2. The legislature did, however, add language governing how this Court is to review a legislative determination of blight. Prior to Kelo, Missouri law provided that such a determination must be upheld unless it “was arbitrary or was induced by fraud, collusion or bad faith.” Parking Sys., Inc. v. Kansas City Downtown Redevelopment Corp., 518 S.W.2d 11, 15 (Mo.1974). In 2006, the legislature codified this standard and added the requirement that the legislative determination must be supported by substantial evidence. Sec. 523.261, RSMo Supp.2006. As the principal opinion notes, however, this additional language makes no difference to the result in this case. In any event, it is merely a codification of existing case law stating that a legislative determination will be found arbitrary if it is not supported by substantial evidence. See, e.g., Howlett v. Social Security Comm'n, 347 Mo. 784, 149 S.W.2d 806, 810 (1941) (explaining that a decision is arbitrary if it “is not based upon substantial evidence”); JG St. Louis West Ltd. Liab. Co. v. City of Des Peres, 41 S.W.3d 513, 516-19 (Mo.App. E.D.2001) (approving blighting ordinance that “was not arbitrary, was fairly debatable, and was supported by substantial evidence”); Dale A. Whitman, Eminent Domain Reform in Missouri: A Legislative Memoir, 71 Mo. L.Rev. 721, 738 (2006) ( “This language would make no discernable change in the standard of review that Missouri courts have been using for more than fifty years. The courts have generally treated the phrases ‘not arbitrary and capricious' and ‘supported by substantial evidence’ as two ways of saying the same thing”). Even if the evidence contrary to the legislative determination seems stronger to the Court than the evidence supporting it, if there is substantial evidence on both sides so that the issue can be said to be “fairly debatable,” then the Court must defer to the legislative determination of blight. JG St. Louis West Ltd. Liab. Co., 41 S.W.3d at 518 (because “there were reasonable theories supporting each side's position ․ [the] Board's decision as to blighting was fairly debatable” and, thus, the court upheld the Board's decision).

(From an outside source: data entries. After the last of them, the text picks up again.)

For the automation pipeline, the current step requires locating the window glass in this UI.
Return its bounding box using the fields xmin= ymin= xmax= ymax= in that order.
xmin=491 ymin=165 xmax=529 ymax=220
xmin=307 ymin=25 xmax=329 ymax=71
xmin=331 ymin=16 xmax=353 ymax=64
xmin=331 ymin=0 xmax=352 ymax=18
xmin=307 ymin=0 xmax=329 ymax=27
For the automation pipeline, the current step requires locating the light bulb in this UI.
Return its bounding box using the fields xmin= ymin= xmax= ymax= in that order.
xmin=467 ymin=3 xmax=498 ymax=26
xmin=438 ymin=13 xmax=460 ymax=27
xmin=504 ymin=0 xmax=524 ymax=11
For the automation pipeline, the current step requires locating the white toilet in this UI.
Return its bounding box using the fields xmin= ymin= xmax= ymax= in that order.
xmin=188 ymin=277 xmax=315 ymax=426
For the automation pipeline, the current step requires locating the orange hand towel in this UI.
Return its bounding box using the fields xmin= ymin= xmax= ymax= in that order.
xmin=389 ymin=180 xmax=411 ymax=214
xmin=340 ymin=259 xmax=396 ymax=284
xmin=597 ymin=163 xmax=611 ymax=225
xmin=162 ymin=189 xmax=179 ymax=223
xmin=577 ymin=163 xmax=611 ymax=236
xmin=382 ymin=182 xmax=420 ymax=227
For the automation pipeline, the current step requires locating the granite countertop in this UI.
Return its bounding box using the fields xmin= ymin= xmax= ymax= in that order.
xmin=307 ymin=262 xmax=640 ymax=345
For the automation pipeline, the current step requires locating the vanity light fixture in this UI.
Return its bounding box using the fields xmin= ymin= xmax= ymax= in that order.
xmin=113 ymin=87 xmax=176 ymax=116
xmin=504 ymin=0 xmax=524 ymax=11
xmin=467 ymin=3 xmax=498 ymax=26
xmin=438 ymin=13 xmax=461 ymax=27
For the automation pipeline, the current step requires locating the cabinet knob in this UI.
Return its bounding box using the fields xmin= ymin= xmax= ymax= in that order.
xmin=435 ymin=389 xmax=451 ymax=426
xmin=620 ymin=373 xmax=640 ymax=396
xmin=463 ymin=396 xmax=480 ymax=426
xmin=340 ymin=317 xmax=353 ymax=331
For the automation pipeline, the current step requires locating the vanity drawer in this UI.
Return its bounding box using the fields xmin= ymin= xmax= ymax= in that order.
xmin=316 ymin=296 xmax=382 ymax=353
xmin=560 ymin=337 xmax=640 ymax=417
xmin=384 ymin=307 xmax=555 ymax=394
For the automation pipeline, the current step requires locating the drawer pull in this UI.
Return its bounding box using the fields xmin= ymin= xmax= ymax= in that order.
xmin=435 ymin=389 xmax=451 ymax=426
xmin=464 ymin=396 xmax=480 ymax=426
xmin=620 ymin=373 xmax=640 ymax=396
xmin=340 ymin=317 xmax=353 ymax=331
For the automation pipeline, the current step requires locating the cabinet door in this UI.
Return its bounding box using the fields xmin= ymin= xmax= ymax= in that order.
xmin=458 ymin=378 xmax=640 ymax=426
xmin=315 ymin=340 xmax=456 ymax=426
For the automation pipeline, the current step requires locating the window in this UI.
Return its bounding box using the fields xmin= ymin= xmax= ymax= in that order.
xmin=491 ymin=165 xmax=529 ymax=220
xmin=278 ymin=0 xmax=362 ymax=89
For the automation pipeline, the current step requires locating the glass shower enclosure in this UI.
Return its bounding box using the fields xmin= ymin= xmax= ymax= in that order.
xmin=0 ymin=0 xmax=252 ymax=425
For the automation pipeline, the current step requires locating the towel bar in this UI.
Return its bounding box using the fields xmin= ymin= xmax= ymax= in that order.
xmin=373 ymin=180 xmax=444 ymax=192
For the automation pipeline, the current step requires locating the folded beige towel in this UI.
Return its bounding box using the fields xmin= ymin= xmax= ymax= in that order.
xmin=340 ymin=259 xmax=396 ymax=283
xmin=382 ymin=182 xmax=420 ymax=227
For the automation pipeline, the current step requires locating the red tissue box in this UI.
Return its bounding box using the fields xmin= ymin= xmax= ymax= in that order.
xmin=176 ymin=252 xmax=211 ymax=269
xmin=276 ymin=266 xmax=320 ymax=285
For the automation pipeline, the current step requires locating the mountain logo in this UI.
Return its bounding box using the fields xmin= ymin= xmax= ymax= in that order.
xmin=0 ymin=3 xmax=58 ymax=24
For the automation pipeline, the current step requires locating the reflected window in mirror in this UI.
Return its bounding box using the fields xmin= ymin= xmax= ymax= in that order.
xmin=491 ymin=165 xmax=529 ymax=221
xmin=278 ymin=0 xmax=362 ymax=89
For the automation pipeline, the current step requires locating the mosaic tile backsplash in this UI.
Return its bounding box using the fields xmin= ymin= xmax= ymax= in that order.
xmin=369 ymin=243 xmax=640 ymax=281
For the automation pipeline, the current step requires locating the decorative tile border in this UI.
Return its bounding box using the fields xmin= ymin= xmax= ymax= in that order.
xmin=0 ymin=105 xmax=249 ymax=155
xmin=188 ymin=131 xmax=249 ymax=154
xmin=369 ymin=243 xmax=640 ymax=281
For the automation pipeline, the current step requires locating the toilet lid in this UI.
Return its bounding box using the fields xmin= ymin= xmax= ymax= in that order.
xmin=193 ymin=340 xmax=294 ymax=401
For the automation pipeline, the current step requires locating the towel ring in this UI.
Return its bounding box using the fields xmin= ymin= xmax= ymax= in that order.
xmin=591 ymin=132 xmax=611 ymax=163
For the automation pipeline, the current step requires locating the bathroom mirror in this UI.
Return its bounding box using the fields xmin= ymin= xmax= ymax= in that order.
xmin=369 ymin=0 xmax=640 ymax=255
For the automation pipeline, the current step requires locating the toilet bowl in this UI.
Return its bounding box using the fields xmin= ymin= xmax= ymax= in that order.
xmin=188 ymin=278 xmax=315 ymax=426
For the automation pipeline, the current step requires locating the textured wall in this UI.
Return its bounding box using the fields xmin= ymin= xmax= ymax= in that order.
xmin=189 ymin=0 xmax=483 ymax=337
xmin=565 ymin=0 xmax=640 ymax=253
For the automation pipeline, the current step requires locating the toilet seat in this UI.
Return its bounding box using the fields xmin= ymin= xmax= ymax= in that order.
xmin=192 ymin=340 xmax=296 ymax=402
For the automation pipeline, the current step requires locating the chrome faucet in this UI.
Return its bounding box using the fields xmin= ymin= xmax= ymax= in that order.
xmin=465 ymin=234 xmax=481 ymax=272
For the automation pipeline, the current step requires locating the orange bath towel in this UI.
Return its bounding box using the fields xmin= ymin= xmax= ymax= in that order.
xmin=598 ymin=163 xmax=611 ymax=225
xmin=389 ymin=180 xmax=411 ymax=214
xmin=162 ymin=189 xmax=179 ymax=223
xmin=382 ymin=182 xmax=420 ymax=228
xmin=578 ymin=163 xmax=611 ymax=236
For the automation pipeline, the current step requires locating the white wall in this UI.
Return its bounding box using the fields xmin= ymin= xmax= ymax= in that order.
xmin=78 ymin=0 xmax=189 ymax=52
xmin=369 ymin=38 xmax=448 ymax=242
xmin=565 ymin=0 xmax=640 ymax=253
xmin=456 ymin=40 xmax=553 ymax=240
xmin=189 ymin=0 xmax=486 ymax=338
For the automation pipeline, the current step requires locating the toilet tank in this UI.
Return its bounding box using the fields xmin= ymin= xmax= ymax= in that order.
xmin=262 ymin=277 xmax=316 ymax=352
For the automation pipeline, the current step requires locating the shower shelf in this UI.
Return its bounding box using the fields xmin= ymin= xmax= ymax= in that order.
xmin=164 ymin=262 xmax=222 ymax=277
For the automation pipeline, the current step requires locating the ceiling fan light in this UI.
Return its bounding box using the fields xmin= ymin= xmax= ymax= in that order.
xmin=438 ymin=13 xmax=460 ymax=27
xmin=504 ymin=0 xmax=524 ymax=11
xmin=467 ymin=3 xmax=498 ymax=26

3. This Court's usual standard of review is under Murphy v. Carron, 536 S.W.2d 30, 32 (Mo. banc 1976). This standard “does not apply when the trial court has reviewed the propriety of a decision by an administrative or by a legislative body. In [that] instance we examine the record to determine whether there is substantial evidence to support the legislative decision.” Binger v. City of Independence, 588 S.W.2d 481, 486 (Mo. banc 1979). Accord Parking Systems, Inc., 518 S.W.2d at 15-17; JG St. Louis West Ltd. Liab. Co., 41 S.W.3d at 517-19; Crestwood Commons Redevelopment Corp. v. 66 Drive-In, 812 S.W.2d 903, 910 (Mo.App. E.D.1991).
PER CURIAM.1 FN1. The Court of Appeals, Eastern District, transferred this case to this Court by per curiam opinion. Mo. Const. article V, section 10. Parts of that opinion are incorporated without further attribution.
WOLFF, C.J., TEITELMAN, LIMBAUGH and RUSSELL, JJ., concur. STITH, J., concurs in separate opinion filed. LYNCH, Sp.J., concurs in opinion of STITH, J. WHITE, J., dissents in separate opinion filed. PRICE, J., not participating.